Hello! I am currently working on a custom module inside my pytorch model. This module creates a gaussian kernel that is convolved across the models input, while the parameters of the gaussian kernel are to be learned. There is to be 256 x 256 gaussian kernels generated. My init function looks like this:
def __init__(self, channel_num = 512, size = 32, ksizeDN = 12):
super().__init__()
self.channel_num = channel_num
self.size = size
self.ksizeDN = ksizeDN
self.thetaD = torch.nn.Parameter(uniform.Uniform(0, torch.pi).sample([self.channel_num, self.channel_num]),
requires_grad=True)
self.p = torch.nn.Parameter(uniform.Uniform(2, 6).sample([self.channel_num, self.channel_num]),
requires_grad=True)
self.sig = torch.nn.Parameter(uniform.Uniform(2, 6).sample([self.channel_num, self.channel_num]),
requires_grad=True)
self.a = torch.nn.Parameter(
torch.abs(torch.randn(self.channel_num, self.channel_num, requires_grad=True)))

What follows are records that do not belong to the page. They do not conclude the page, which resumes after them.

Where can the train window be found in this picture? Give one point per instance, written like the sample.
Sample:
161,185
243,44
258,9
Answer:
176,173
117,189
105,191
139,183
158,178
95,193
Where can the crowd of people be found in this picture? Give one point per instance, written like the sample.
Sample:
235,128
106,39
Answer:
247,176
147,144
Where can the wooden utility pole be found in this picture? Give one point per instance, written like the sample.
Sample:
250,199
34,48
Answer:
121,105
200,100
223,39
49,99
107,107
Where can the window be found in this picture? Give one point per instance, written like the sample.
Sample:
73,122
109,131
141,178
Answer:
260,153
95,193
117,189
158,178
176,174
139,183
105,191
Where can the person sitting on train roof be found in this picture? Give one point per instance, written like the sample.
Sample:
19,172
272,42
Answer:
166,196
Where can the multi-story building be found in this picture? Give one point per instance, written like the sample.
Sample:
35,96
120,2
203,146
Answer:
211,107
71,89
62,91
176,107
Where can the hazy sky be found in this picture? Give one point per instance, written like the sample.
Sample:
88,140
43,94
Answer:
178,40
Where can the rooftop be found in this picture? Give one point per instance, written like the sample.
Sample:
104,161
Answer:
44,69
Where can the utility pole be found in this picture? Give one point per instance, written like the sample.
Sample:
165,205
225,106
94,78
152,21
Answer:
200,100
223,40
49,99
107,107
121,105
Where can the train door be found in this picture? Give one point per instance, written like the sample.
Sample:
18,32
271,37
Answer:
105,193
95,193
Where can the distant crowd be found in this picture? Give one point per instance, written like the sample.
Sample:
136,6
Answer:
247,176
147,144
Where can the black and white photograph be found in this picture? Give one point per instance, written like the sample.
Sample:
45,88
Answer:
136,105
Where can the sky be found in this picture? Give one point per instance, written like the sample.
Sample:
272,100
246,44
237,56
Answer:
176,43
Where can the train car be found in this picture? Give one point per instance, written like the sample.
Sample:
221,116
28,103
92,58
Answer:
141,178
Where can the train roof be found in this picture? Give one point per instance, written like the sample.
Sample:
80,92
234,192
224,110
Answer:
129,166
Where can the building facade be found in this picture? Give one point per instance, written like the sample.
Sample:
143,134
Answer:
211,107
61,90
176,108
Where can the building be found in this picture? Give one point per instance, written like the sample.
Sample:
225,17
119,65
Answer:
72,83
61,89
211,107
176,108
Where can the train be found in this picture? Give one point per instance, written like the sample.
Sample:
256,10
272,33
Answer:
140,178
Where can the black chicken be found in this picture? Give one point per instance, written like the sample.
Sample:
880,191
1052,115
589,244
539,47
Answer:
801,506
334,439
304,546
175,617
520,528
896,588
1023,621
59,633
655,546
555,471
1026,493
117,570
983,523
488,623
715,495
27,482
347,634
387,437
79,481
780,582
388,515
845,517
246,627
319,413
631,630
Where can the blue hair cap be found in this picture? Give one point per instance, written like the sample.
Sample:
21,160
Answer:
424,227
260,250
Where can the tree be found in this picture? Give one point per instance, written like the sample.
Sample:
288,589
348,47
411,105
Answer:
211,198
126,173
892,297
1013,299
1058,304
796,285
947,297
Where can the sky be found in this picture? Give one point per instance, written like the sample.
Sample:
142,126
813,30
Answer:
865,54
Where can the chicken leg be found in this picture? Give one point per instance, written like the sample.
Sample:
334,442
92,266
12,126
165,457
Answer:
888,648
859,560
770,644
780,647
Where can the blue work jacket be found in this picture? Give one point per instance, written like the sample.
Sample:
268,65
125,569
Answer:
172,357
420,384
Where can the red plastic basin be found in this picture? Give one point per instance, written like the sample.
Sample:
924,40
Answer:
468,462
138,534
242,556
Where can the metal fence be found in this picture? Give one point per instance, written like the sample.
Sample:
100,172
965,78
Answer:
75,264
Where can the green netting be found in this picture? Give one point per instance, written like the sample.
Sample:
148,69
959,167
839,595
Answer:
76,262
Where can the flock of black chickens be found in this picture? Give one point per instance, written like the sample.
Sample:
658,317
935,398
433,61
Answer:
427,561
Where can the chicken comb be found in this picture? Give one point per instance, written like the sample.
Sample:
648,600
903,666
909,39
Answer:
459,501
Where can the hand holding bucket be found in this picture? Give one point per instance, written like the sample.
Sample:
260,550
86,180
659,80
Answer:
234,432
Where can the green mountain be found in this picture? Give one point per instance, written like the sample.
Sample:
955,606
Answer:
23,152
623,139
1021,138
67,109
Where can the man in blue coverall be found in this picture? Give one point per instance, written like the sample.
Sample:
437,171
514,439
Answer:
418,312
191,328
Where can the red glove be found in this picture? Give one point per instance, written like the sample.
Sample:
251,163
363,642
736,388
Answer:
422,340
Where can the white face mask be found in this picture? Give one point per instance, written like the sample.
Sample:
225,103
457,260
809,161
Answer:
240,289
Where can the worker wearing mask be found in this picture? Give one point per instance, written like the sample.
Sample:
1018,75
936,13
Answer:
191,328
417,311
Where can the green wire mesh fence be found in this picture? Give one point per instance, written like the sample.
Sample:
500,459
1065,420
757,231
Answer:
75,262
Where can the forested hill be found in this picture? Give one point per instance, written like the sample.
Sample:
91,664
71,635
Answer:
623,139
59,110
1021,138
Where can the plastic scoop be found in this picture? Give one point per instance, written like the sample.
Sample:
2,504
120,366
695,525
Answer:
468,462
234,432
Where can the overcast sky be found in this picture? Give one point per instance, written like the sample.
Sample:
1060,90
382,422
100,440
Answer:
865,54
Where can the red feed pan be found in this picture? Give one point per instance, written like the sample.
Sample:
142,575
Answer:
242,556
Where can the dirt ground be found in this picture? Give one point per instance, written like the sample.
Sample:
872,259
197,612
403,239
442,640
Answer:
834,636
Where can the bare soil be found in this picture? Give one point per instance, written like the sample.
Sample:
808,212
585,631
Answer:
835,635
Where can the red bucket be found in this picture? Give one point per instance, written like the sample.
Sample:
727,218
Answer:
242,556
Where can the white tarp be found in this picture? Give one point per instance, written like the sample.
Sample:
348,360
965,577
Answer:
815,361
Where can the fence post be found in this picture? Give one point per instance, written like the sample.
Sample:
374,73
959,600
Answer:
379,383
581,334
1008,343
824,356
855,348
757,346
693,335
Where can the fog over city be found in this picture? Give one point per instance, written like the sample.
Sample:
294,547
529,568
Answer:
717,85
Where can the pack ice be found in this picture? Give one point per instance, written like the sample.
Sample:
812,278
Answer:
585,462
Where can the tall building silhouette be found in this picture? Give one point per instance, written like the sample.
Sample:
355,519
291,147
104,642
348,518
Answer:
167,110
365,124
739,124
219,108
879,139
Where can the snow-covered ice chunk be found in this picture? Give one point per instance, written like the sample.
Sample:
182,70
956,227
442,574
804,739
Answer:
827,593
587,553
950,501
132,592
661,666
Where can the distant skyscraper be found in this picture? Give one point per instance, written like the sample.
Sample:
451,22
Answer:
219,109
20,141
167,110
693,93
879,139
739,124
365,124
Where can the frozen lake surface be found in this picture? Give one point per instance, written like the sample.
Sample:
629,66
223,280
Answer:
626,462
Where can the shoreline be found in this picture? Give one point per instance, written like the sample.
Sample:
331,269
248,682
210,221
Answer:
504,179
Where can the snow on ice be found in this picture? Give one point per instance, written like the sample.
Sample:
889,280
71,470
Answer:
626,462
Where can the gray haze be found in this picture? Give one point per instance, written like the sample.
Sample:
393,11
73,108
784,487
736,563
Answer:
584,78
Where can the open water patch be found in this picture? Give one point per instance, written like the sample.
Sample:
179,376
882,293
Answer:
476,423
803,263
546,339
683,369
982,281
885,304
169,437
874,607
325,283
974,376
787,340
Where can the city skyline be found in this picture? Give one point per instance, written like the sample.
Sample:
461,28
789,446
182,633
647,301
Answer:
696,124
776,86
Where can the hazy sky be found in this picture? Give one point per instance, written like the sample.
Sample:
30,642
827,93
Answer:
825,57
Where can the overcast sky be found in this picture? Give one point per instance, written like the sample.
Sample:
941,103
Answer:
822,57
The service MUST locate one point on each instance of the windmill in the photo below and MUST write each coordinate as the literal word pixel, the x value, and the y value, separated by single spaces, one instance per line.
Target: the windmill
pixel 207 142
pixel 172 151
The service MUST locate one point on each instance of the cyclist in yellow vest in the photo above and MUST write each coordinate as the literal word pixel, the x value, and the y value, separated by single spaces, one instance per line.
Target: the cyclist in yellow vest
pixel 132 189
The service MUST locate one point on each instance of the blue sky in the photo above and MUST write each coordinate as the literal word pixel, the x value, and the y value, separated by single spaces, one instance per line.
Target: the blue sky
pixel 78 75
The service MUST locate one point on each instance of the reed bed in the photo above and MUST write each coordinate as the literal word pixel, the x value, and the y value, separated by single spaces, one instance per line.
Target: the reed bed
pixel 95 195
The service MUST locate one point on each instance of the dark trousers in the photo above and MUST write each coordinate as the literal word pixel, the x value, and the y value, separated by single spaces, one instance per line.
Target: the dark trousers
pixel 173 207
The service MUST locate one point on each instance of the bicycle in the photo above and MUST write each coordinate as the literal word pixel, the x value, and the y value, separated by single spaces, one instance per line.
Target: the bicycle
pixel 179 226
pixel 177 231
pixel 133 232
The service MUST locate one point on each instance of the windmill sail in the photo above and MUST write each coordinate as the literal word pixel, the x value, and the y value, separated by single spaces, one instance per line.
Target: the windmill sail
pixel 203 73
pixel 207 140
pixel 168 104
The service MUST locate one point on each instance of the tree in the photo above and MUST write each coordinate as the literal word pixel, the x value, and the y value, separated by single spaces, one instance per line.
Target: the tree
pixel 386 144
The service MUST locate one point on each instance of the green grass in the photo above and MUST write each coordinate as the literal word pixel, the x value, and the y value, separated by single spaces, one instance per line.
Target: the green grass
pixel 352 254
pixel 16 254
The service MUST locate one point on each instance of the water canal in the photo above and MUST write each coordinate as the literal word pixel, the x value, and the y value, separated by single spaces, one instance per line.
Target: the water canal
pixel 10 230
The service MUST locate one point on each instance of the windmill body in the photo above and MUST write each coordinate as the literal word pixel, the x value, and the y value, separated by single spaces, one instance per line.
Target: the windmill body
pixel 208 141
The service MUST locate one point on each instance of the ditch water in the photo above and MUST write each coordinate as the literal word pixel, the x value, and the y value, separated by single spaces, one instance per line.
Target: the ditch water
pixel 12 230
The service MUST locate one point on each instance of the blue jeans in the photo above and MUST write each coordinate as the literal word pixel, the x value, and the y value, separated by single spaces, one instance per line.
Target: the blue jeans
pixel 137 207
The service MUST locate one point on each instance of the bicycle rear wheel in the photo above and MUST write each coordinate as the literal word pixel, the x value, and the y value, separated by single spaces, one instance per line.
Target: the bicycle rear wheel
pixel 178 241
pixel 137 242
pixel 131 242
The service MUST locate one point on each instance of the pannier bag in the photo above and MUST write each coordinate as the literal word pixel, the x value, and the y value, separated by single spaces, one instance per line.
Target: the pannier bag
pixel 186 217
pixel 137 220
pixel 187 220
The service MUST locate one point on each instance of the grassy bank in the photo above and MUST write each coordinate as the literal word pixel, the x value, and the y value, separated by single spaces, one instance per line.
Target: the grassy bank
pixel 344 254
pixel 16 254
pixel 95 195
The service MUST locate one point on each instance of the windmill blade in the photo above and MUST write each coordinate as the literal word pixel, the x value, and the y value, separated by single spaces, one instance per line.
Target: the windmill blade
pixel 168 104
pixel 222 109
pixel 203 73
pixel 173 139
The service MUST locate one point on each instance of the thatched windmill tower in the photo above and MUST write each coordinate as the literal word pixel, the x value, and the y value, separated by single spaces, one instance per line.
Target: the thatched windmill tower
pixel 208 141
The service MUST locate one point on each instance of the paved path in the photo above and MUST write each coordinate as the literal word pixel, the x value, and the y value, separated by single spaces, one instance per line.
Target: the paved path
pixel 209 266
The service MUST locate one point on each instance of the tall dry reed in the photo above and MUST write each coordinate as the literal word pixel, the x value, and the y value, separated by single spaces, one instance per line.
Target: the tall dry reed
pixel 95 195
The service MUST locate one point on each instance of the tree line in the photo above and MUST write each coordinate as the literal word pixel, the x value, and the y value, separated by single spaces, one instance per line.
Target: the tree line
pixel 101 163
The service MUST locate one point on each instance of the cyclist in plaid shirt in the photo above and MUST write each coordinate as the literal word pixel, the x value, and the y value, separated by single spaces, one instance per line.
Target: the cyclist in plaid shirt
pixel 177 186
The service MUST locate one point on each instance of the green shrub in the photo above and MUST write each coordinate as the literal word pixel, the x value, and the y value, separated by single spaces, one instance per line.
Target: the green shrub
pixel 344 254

#self.nU = torch.nn.Parameter(torch.abs(torch.randn(1, self.channel_num, 1, 1, requires_grad=True)))
self.gaussian_bank = torch.nn.Parameter(torch.zeros(self.channel_num, self.channel_num, self.ksizeDN * 2 + 1,
self.ksizeDN * 2 + 1), requires_grad=False)
self.x = torch.linspace(-self.ksizeDN, self.ksizeDN, self.ksizeDN * 2 + 1)
self.y = torch.linspace(-self.ksizeDN, self.ksizeDN, self.ksizeDN * 2 + 1)
self.xv, self.yv = torch.meshgrid(self.x, self.y)
for i in range(self.channel_num):
for u in range(self.channel_num):
self.gaussian_bank[i, u, :, :] = self.get_gaussian(i, u)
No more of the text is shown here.